Let’s see how company’s fundamentals are looking at the moment:
- Current price – €9.51;
- P/E TTM – 13.72;
- Dividend yield (with proposed dividend of €0.53/share) – 5.6%;
- Payout Ratio – 77%;
- Debt/Equity – 0.56.
The company has been steadily increasing in price this year. Still, the ratios look pretty good and I especially like that juicy dividend yield. I compared it with a few other insurance companies in Europe and the fundamentals are encouraging.
Dominion Energy, Inc. (D)
Final company in the list was featured in my latest watchlist as well. I still didn’t manage to purchase any Utility company and Dominion Energy is looking the most attractive to me.
Dominion Energy, Inc., commonly referred to as Dominion, is an American power and energy company headquartered in Richmond, Virginia that supplies electricity in parts of Virginia, North Carolina, and South Carolina and supplies natural gas to parts of West Virginia, Ohio, Pennsylvania, North Carolina, South Carolina, and Georgia. Dominion also has generation facilities in Indiana, Illinois, Connecticut, and Rhode Island.
The company acquired Questar gas in the Western United States, including parts of Utah and Wyoming, in September 2016. In January 2019, Dominion Energy completed its acquisition of SCANA Corporation.

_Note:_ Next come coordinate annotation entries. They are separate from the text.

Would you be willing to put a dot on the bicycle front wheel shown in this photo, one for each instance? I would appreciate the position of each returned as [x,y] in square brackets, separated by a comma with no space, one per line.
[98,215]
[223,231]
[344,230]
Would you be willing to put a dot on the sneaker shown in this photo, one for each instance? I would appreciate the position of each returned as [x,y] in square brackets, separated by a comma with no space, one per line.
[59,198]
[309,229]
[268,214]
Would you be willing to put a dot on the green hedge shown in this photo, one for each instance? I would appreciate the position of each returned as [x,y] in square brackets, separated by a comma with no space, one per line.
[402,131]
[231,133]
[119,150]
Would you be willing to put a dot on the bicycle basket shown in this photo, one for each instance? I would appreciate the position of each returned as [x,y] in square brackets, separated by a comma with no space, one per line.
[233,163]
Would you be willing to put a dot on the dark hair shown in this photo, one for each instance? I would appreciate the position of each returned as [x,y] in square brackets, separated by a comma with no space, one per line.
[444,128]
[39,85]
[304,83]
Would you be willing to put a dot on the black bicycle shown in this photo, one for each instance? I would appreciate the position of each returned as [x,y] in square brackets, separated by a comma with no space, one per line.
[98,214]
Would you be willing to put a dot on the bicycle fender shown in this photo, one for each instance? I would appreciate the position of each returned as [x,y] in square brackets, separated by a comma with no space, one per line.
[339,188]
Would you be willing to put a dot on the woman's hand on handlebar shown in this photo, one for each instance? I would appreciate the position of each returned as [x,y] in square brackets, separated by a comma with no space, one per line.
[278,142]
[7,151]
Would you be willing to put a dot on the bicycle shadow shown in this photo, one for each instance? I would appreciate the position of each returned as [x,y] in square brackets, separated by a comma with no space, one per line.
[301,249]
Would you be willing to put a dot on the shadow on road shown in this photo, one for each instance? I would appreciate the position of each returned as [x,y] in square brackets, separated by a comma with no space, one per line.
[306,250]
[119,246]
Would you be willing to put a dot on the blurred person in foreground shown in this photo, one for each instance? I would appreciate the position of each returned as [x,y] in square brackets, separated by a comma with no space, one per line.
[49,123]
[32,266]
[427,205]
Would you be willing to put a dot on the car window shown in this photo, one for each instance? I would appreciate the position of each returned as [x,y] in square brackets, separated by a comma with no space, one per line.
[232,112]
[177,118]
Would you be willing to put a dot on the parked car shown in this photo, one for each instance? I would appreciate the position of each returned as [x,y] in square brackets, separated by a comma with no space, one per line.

At the end of February, the share price was standing at $75.05 which was close to their 52-week high. I was waiting for a pullback but the price is still hovering at around $75 at the moment. If I were to purchase shares of Dominion, it would be the case to ignore market timing. Let’s see how the company’s main ratios stand at the moment:
- Current price – $74.92;
- P/E TTM – 19.70;
- Dividend Yield – 4.56%;
- Payout Ratio – 89.30%;
- Debt/Equity – 1.75.
Not much changed since my latest watchlist. It still bugs me that I don’t have any Utility company in my portfolio and maybe I should just ignore the price level. The dividend yield is high which is good. But their P/E and dividend payout ratios look too high for my liking.
There you have it – three companies from three different sectors are on my radar this month. I’m trying not to pay attention to all the market noise and thoughts about recession, as they are hovering for a few years already. In my opinion, the main point is to keep investing to companies that will survive those recessions and that’s exactly what I’m trying to do.
What do you think about my list? What would be your top choice? Are you considering adding some other company to your portfolio? As always, I would love to hear your opinions!